Explaining his support for the marriage, Wenning said the deal adds value to Bayer because: “It enables us to achieve our stated aim of substantially strengthening our healthcare business to make it Bayer’s primary growth engine; with a significantly higher research budget, we can also greatly accelerate growth in our core indications; from the third year after closing we anticipate synergies in the order of 700 million euros annually; Bayer’s earning power will be substantially improved; and it will expand the life-science share of Bayer Group sales from 60% at present to around 70%, thus significantly reducing our dependence on the economic cycle.”
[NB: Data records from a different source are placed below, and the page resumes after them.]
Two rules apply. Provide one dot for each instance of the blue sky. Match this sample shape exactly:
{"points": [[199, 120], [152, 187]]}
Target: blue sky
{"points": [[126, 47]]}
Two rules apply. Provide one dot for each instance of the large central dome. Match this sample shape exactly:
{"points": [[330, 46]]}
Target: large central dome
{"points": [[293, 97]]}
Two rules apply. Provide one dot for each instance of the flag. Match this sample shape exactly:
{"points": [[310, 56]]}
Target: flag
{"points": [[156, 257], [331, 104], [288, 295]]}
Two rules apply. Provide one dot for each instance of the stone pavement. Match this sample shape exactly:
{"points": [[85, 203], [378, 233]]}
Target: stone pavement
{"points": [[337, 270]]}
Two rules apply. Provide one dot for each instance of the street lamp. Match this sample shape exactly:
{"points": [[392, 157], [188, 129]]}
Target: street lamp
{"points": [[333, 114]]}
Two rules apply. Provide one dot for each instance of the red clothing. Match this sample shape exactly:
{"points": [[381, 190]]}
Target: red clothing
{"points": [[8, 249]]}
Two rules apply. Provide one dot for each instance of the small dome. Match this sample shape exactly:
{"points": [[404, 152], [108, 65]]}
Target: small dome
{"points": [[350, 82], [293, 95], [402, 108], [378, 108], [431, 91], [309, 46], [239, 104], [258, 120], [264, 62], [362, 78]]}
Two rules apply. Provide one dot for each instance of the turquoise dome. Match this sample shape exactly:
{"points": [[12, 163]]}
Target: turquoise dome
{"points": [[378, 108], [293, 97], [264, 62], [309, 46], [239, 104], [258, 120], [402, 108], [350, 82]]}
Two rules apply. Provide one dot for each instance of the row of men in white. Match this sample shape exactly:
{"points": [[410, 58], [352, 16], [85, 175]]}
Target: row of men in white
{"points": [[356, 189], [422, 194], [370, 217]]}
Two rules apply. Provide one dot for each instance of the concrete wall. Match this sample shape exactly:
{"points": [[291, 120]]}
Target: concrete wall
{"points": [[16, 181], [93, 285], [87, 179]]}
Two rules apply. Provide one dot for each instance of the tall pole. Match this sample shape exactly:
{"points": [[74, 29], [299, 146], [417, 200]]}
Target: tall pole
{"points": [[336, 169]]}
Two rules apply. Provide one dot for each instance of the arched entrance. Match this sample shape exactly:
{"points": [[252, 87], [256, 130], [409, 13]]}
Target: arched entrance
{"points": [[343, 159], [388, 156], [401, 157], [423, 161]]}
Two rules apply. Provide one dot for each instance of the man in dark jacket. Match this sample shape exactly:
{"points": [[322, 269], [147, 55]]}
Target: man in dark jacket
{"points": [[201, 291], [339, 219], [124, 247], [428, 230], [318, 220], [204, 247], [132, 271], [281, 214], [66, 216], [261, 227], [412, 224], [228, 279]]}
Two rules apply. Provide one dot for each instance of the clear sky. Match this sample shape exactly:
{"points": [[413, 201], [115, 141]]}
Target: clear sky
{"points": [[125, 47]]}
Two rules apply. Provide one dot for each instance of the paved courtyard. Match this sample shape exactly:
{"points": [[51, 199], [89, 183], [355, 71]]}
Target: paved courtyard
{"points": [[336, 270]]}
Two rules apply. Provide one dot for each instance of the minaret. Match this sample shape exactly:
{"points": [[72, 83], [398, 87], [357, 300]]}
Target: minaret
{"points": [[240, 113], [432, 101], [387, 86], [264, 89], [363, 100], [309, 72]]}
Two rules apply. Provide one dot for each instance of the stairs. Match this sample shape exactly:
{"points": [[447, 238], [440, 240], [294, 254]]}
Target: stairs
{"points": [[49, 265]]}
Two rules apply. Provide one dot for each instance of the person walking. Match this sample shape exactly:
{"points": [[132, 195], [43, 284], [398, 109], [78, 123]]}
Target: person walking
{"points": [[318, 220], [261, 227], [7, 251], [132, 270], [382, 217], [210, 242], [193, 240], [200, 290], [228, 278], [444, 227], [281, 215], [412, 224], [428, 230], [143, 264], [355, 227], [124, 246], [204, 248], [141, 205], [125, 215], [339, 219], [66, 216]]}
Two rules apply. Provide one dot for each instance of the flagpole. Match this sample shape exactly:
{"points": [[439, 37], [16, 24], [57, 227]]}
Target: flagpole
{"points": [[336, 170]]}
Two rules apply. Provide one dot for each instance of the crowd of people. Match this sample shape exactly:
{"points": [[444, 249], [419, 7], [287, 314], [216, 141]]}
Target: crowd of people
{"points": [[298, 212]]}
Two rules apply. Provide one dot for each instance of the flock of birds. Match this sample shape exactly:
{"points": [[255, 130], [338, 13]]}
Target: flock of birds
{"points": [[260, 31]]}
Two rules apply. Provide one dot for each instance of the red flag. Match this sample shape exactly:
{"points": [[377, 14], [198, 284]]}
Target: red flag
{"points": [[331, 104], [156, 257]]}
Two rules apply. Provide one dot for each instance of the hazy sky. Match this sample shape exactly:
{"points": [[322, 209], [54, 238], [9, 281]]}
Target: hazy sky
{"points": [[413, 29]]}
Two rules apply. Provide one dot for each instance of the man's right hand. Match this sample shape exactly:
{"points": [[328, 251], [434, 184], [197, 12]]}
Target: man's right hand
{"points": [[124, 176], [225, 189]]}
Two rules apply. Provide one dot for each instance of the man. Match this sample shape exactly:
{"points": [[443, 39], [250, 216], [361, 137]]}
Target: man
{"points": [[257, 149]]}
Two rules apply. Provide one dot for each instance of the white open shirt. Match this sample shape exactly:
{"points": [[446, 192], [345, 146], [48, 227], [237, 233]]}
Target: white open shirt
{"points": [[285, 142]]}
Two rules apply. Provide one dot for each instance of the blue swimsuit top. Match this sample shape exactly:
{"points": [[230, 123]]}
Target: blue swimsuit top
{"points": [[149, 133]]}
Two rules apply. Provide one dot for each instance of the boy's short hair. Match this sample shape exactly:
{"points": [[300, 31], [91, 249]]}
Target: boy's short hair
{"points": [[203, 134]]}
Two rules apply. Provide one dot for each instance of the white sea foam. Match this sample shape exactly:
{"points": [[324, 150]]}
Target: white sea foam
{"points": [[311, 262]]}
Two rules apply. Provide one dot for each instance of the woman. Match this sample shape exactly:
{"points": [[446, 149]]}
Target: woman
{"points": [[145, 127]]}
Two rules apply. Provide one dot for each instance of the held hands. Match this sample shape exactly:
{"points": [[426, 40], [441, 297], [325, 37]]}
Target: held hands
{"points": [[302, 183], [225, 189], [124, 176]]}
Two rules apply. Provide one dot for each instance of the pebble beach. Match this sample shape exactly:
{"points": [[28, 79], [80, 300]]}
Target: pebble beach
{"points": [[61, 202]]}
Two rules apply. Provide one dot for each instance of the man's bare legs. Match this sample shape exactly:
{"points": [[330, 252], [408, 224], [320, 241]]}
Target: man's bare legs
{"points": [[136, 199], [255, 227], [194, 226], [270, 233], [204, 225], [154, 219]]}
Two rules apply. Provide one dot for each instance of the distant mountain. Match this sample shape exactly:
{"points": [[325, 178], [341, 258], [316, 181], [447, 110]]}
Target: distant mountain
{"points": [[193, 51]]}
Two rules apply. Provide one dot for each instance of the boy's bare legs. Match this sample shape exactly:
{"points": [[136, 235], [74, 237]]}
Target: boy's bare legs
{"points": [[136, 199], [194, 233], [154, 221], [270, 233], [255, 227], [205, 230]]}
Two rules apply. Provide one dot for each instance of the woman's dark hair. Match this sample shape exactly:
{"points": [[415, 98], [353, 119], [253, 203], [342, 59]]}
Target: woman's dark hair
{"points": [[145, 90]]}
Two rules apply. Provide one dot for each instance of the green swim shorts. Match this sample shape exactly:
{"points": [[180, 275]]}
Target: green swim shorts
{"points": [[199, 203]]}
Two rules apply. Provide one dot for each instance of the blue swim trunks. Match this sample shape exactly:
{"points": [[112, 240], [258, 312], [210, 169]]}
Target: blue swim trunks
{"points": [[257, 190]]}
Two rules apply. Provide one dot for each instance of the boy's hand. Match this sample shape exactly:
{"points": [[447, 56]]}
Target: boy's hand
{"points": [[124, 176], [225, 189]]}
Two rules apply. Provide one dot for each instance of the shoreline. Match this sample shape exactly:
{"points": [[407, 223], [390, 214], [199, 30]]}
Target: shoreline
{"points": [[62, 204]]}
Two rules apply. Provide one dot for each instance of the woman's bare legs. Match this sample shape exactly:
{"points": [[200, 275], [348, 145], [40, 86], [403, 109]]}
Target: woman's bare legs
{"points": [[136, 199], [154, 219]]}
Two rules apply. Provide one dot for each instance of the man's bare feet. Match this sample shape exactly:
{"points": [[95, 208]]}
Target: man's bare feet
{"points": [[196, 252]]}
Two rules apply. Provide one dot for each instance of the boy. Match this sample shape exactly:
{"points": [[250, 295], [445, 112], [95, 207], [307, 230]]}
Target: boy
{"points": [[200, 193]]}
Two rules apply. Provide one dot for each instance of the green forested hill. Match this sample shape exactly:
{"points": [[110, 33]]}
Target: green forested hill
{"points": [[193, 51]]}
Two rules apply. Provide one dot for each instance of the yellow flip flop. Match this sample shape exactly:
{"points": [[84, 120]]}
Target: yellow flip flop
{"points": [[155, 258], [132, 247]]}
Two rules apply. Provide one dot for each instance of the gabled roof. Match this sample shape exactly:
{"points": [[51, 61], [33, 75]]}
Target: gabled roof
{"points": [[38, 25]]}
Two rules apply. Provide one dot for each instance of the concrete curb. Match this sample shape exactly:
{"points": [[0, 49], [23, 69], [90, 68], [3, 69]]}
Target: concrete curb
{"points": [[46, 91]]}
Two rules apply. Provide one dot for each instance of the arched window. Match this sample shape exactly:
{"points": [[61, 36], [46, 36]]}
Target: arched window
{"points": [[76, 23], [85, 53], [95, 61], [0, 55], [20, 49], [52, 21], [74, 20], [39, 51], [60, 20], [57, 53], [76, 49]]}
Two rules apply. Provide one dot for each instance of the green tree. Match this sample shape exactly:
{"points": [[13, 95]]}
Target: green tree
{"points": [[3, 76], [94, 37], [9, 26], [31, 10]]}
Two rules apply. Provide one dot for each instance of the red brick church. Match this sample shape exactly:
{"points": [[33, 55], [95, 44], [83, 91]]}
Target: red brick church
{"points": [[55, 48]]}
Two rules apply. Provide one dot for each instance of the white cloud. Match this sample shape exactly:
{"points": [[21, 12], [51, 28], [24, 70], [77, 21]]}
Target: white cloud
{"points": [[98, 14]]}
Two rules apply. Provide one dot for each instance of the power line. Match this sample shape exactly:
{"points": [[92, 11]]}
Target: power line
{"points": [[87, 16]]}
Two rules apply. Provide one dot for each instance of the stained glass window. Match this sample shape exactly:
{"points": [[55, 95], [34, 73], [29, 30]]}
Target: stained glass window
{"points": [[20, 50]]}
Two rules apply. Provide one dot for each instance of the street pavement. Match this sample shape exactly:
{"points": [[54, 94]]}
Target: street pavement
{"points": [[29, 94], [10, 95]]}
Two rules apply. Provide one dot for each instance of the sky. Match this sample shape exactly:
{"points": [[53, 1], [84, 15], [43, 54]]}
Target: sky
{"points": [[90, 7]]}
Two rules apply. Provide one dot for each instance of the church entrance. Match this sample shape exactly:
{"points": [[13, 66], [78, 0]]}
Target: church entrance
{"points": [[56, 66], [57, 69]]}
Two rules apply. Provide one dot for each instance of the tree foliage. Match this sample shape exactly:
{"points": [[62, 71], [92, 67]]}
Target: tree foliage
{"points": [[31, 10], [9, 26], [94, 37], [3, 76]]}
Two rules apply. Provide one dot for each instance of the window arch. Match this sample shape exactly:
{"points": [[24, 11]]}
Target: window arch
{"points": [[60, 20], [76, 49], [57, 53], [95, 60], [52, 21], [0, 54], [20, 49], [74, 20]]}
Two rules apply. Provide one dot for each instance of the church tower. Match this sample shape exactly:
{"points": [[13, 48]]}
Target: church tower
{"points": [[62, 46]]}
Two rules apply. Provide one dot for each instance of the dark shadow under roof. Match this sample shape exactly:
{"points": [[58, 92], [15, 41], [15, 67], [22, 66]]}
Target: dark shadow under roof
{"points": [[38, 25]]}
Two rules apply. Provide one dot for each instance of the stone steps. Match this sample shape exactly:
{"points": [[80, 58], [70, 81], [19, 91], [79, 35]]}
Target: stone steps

The groups expect oncology to be a key growth engine for the merged portfolio in the future, as the separate businesses fit together very well. Furthermore, as Wenning points out, the enlarged sales and marketing platform will help to boost the success of newly-launched products, such as Bayer’s kidney cancer drug Nexavar (sorafenib), which has been registered in Mexico, Chile and Switzerland and should see a European approval by year end.

Nexavar could be a very bright star in Bayer-Schering Pharma’s universe. It is also being assessed for use in other cancers such as skin, liver and lung, and carries an expected peak sales potential of over 1 billion euros. Other expected key drivers of growth include cardiovascular risk management, with Bayer’s Factor Xa inhibitor for thrombosis, and gynaecology/andrology, which will include Schering’s highly-successful contraceptive franchise Yasmin.

“We are firmly convinced that the combined pipeline of the two companies holds sufficient potential to ensure a sustained innovation boost over the medium to long term,” Wenning remarked. “The challenge we face now is to continue driving these businesses forward with the necessary vigour while, at the same time, successfully completing the integration process.”